Noi non sappiamo i particolari di questa storia impossibile. Particolari non indifferenti, ad esempio, se il padre era malato di mente, se la figlia era malata di mente, e quindi maggiormente inerme e incapace di reagire. E’ possibile perfino come ipotesi che la figlia fosse consenziente, e poi irata per un tradimento sospettato, e vogliosa di vendetta. In fondo, il mito ci ha prospettato amori vietati eppur desiderati, e si può ricordare il re assiro Cinira, sedotto dalla figlia Mirra, tramutata non a caso dagli dei nell’omonimo albero odoroso, dopo aver dato alla luce il bellissimo figlioletto Adone. C’è il sesso sfrenato dell’ebbro Loth con le sue figlie, nell’Antico testamento. Ma sappiamo che significato catartico avessero i miti più turpi, come forzassero disumanità e follia per preservare la mente e il cuore di un pubblico da educare, anche attraverso l’orrore. Non la realtà, ma una realtà deformata, per far emergere raccapriccio e paura.
La vicenda di Palermo, al di là di nuove, possibili indagini che potranno svolgere inquirenti e psicologi, mostra il buio vicino a noi, l’abominio a due passi dai salotti del centro, dalle vie dello shopping, dalla determinazione di tanti giovani che osano cambiarsi il futuro, dalla fermezza di chi sceglie la giustizia e la libertà dalle costrizioni dei criminali.
Davanti allo stupro di un padre nei confronti di sua figlia, nessun delitto di mafia appare più incomprensibile e orribile (e ci si chiede come mai il nostro codice penale, articolo 564, ancora punisca l’incesto con condanne risibili, da 1 a 5 anni di carcere. Una norma che dovrebbe suscitare la vergogna del nostro sistema giudiziario).

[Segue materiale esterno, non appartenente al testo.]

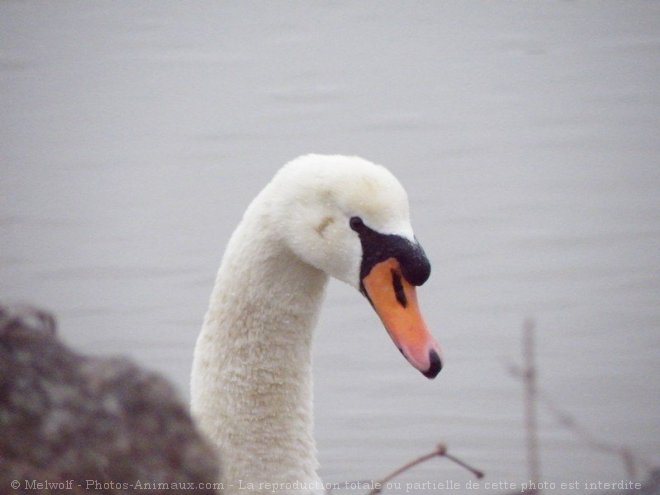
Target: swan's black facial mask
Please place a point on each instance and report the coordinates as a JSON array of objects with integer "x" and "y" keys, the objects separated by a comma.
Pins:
[
  {"x": 377, "y": 247},
  {"x": 391, "y": 268}
]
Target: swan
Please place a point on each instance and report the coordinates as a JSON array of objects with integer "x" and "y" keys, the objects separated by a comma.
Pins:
[{"x": 251, "y": 385}]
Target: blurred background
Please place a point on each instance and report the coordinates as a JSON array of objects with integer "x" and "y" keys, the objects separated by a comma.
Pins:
[{"x": 134, "y": 134}]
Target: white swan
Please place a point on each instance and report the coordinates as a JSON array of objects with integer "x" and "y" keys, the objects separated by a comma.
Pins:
[{"x": 251, "y": 386}]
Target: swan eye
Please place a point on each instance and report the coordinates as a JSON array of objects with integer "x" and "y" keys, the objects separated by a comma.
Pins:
[{"x": 356, "y": 223}]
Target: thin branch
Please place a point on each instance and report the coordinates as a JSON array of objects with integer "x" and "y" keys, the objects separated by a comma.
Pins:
[{"x": 440, "y": 451}]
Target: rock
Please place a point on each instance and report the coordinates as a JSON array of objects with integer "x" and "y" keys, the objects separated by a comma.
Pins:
[{"x": 101, "y": 425}]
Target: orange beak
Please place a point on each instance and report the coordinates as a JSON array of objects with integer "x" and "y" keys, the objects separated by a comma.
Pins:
[{"x": 395, "y": 301}]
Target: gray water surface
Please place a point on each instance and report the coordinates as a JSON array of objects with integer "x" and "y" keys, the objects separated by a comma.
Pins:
[{"x": 527, "y": 135}]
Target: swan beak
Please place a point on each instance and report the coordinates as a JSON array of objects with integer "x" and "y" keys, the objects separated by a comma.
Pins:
[{"x": 395, "y": 301}]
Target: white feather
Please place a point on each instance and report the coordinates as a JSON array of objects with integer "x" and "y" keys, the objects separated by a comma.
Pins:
[{"x": 252, "y": 374}]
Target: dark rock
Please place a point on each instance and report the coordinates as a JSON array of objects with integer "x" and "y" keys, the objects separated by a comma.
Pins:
[{"x": 105, "y": 424}]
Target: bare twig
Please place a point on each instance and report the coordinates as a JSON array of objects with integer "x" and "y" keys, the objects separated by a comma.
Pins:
[
  {"x": 439, "y": 451},
  {"x": 533, "y": 395},
  {"x": 529, "y": 376}
]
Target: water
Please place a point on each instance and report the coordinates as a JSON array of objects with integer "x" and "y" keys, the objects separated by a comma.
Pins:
[{"x": 134, "y": 135}]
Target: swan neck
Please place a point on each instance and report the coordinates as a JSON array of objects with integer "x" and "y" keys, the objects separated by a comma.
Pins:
[{"x": 252, "y": 371}]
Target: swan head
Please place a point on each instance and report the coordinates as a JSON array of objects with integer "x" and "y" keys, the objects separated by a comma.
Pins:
[{"x": 350, "y": 218}]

C’è poi la vicenda del bambino, ostinatamente voluto contro la volontà della famiglia, un nido di amore e tenerezza trasformato in una gabbia oppressiva. E’ un’eroina, la giovane vittima palermitana, una santa? Non avrebbe fatto meglio ad abortire, e ricrearsi una vita serena, lontano dal padre orco? Siamo certi che per la mentalità comune questa sarebbe stata la soluzione più semplice, e ragionevole. E non potremmo giudicarla, se avesse scelto diversamente, liberamente. Ci sono anime così distrutte che nessuna colpa può essere loro imputata, neppure l’omicidio di un bimbo. Nessuna battaglia pro life avrebbe potuto varcare la soglia di una coscienza così ferita. Ma forse la ragazza di Palermo ha sentito che le memorie non si allontanano, non ci si libera dagli incubi strappandosi la propria carne, sventrandosi le viscere. Per salvarsi, non doveva essere sola. Per salvarsi, doveva saper guardare il suo bimbo, e ricominciare a vivere, per lui, per quell’unica ricostituita vera famiglia, lontano, tra uomini buoni e donne amorevoli, capaci di darle il bene che mai, mai aveva provato.